Selenka musste ihm zustimmen. Die Chance, dass es sich um ein harmloses Gas handelte, war in etwa so groß wie die, dass ein Bär es schaffte, sich länger als zehn Minuten manierlich zu benehmen: also gleich null. »Gute Entscheidung.« Sie zog die Krallen zurück und streckte ihm die Hand hin, als ihr wieder einfiel, dass mit Ausnahme der E-Kategorie viele Mediale Körperkontakte mieden.

Eine warme, raue Hand schloss sich um ihre.

Die Berührung durchfuhr sie wie ein elektrischer Schock.

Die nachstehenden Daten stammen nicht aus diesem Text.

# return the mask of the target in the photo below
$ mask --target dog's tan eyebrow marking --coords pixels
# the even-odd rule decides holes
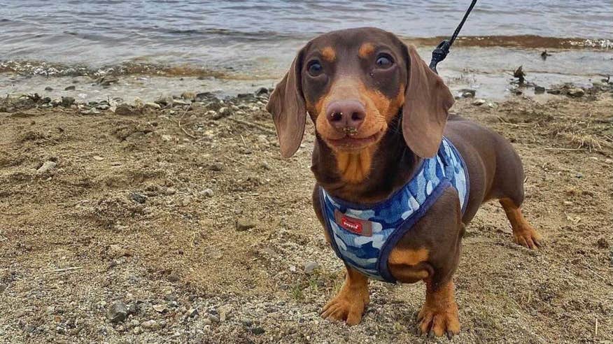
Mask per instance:
[[[337,58],[337,52],[332,47],[325,47],[321,50],[321,57],[323,59],[332,62]]]
[[[360,50],[358,50],[358,55],[360,55],[360,57],[365,59],[366,57],[368,57],[368,55],[372,54],[374,51],[374,45],[373,45],[372,43],[365,43],[360,47]]]

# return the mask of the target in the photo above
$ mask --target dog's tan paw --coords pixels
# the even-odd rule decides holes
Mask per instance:
[[[330,320],[344,321],[348,325],[355,325],[362,320],[365,303],[359,298],[351,299],[339,294],[330,301],[321,311],[321,317]]]
[[[513,241],[524,248],[530,249],[540,248],[542,241],[543,238],[532,226],[522,226],[513,231]]]
[[[451,339],[460,332],[460,320],[458,316],[458,306],[455,302],[444,307],[432,307],[423,305],[417,316],[419,324],[417,334],[428,334],[429,337],[439,337],[446,335]]]

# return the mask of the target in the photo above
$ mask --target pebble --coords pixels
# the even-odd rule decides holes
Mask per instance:
[[[217,312],[219,313],[219,321],[222,322],[226,321],[232,311],[232,306],[230,305],[224,305],[220,307],[217,310]]]
[[[166,311],[166,306],[164,305],[153,305],[153,308],[158,313],[163,313]]]
[[[146,108],[155,108],[156,110],[159,110],[162,108],[162,106],[157,103],[145,103]]]
[[[143,204],[147,201],[147,196],[135,191],[130,192],[130,199],[139,204]]]
[[[139,312],[139,306],[136,305],[136,303],[134,303],[134,302],[130,303],[129,307],[128,307],[128,314],[136,314],[138,312]],[[134,322],[134,321],[135,320],[132,320],[132,322]],[[139,323],[138,323],[138,321],[136,320],[136,324],[134,326],[136,326],[138,324],[139,324]]]
[[[204,196],[205,197],[213,197],[213,190],[211,189],[204,189],[204,190],[200,192],[200,195]]]
[[[127,307],[125,303],[122,301],[115,301],[111,303],[108,310],[106,311],[106,317],[113,324],[125,320],[127,317]]]
[[[120,116],[131,116],[136,114],[136,109],[124,103],[117,106],[117,108],[115,109],[115,113]]]
[[[219,163],[219,162],[214,162],[214,163],[213,163],[213,164],[209,164],[209,165],[208,166],[206,166],[206,167],[207,167],[207,169],[209,169],[211,170],[211,171],[221,171],[221,170],[223,169],[223,165],[222,165],[222,164],[221,164],[220,163]]]
[[[571,88],[568,90],[568,94],[575,98],[580,98],[585,94],[585,91],[580,88]]]
[[[142,324],[141,324],[141,327],[143,329],[155,331],[160,329],[160,324],[158,324],[157,322],[152,319],[151,320],[147,320],[146,322],[143,322]]]
[[[48,172],[52,172],[54,169],[55,169],[55,166],[57,166],[57,163],[52,161],[46,161],[43,163],[43,166],[38,168],[36,170],[36,173],[38,174],[46,173]]]
[[[173,106],[183,106],[183,105],[192,105],[191,101],[184,101],[183,99],[174,99],[172,103]]]
[[[463,88],[460,90],[460,96],[462,98],[473,98],[476,94],[477,91],[475,89],[470,88]]]
[[[181,98],[187,100],[194,100],[196,99],[196,94],[194,92],[183,92],[181,93]]]
[[[304,273],[311,275],[318,267],[319,267],[319,264],[317,261],[309,261],[304,263]]]
[[[183,199],[181,200],[181,205],[184,207],[186,207],[192,203],[192,196],[185,196],[183,197]]]
[[[246,217],[239,217],[237,220],[237,231],[244,231],[255,227],[255,223]]]
[[[213,117],[213,120],[219,120],[220,118],[223,118],[226,116],[229,116],[232,115],[232,110],[230,108],[226,108],[225,106],[223,108],[219,108],[219,110],[217,110],[216,115]]]
[[[106,249],[106,254],[113,259],[130,255],[129,251],[117,244],[109,245],[108,248]]]
[[[74,98],[71,96],[62,96],[62,106],[64,108],[70,108],[74,103]]]
[[[260,87],[255,91],[255,95],[260,96],[262,94],[268,94],[268,89],[266,87]]]

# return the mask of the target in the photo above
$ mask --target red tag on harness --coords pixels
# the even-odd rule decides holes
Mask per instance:
[[[370,221],[347,216],[338,209],[334,209],[334,220],[341,228],[351,233],[366,236],[372,235],[372,224]]]

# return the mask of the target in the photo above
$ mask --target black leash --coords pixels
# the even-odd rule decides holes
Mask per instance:
[[[434,71],[437,74],[439,73],[439,72],[437,71],[437,64],[441,61],[445,59],[445,57],[447,57],[447,54],[449,53],[449,48],[451,48],[453,41],[456,41],[458,35],[460,34],[460,30],[462,29],[462,27],[464,25],[464,22],[466,21],[466,18],[468,17],[468,15],[470,14],[470,11],[472,10],[472,8],[474,7],[475,3],[477,3],[477,0],[472,0],[472,3],[470,3],[468,9],[466,10],[466,13],[464,15],[464,17],[462,18],[460,24],[458,25],[455,32],[451,35],[451,38],[439,43],[434,51],[432,52],[432,61],[430,62],[430,69]]]

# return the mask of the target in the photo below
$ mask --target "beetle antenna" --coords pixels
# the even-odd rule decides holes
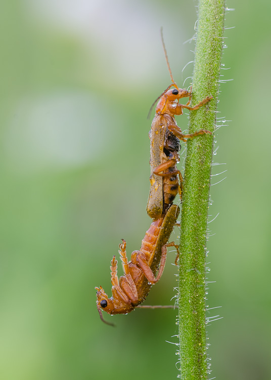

Da bist du ja, flüsterte der instinktiv reagierende Teil von ihr.

Sie atmete gegen das laute Rauschen in ihrem Kopf an, als sie aus den Augenwinkeln eine Bewegung bemerkte. Es hätte ein Unbeteiligter sein können, der in den Saal zurückkam, aber Selenkas Wölfin witterte einen Hauch von Schweiß, kalt und säuerlich. Es war der Geruch der Angst. Ohne lange zu überlegen, warf sie sich auf den Pfeilgardisten und brachte ihn zu Fall.

Die Kugel verfehlte ihn und streifte stattdessen Selenkas oberen Rücken. Sie zischte laut zwischen den Zähnen, als das Projektil durch das weiche blaue Leder ihrer Lieblingsjacke und das dünne Baumwoll-T-Shirt drang, eine blutige Spur durch ihre Haut pflügte, bevor es in die Wand zu ihrer Linken einschlug. Selenka sprang auf, wollte dem Schützen nachsetzen.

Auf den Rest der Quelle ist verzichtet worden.